Jan 16, 2015

Today

Its hard to keep everyone posted but for those that read the blog... and know of the upcoming surgery.. My platelets were to low last week for them to be comfortable with me having surgery next week. I was put on prednisone to boost my platelets and had an oncology appt this morning at the local cancer center. Good news... platelets went from 54000 last week to 176000 this week.. I am good to go for surgery. BUT... they postponed it one day and I will be going in on Wednesday morning. Its been an emotional roller coaster for me personally, but I am glad I get another day to better prepare mentally, physically, spiritually and logistically. While we don't know the root cause of the low platelets, its enough to get me cleared for surgery. The prednisone is no fun! It robs you of sleep..so I am getting pretty exhausted, but that has been coupled with traveling back from PA and trying to get alot of things done in a short time, along with several bouts of emotional ups and downs. Its all good. I can handle it and I feel bad for my family who might be seeing me at my worse and possibly at my best.. I can only hope all good will come from this. God is certainly working through our lives right now.. its amazing in some ways, when I think about it, what is actually taking place, and probably even more amazing if we saw everything from His eyes. Lord grant us a forgiving heart, patience, peace and comfort.. help settle the dust.

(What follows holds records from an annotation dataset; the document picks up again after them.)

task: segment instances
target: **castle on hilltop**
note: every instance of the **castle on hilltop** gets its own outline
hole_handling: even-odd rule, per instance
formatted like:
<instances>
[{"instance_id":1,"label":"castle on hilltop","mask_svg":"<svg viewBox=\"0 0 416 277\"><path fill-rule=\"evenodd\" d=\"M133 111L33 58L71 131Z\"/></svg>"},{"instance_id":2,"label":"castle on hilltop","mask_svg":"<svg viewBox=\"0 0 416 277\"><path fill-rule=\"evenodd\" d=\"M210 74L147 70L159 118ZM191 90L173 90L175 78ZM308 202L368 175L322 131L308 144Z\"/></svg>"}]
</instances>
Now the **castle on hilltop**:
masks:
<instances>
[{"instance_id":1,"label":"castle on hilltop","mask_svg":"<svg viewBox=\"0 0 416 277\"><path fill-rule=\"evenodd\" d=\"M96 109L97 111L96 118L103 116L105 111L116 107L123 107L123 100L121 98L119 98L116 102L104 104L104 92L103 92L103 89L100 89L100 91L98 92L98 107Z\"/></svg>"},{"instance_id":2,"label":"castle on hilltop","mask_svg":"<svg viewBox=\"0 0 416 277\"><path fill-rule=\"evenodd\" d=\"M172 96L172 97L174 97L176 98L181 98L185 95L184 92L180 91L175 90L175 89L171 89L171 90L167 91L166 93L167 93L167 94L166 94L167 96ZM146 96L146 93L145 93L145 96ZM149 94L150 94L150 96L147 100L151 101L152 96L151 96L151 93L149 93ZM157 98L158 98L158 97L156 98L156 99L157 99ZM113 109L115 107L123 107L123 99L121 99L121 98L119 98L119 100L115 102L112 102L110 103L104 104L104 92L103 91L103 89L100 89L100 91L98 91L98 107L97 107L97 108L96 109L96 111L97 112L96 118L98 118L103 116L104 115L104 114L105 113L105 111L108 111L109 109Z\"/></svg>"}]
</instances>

I know when He shakes the ground sometimes the hard and heavy stuff rises to the top.. its ok.. we need to recognize what it is, and know its for a reason. What an adventure I am seeing this as.. I am constantly reminded of Peter and the storm... Lord helps us to keep our eyes and minds fixed on you, that we are not distracted by the things of this world - even if it involves pain, confusion, our own bodies.. You are Lord over my life, help me to always align my thoughts and actions with that Truth! I know I can never go wrong if I do.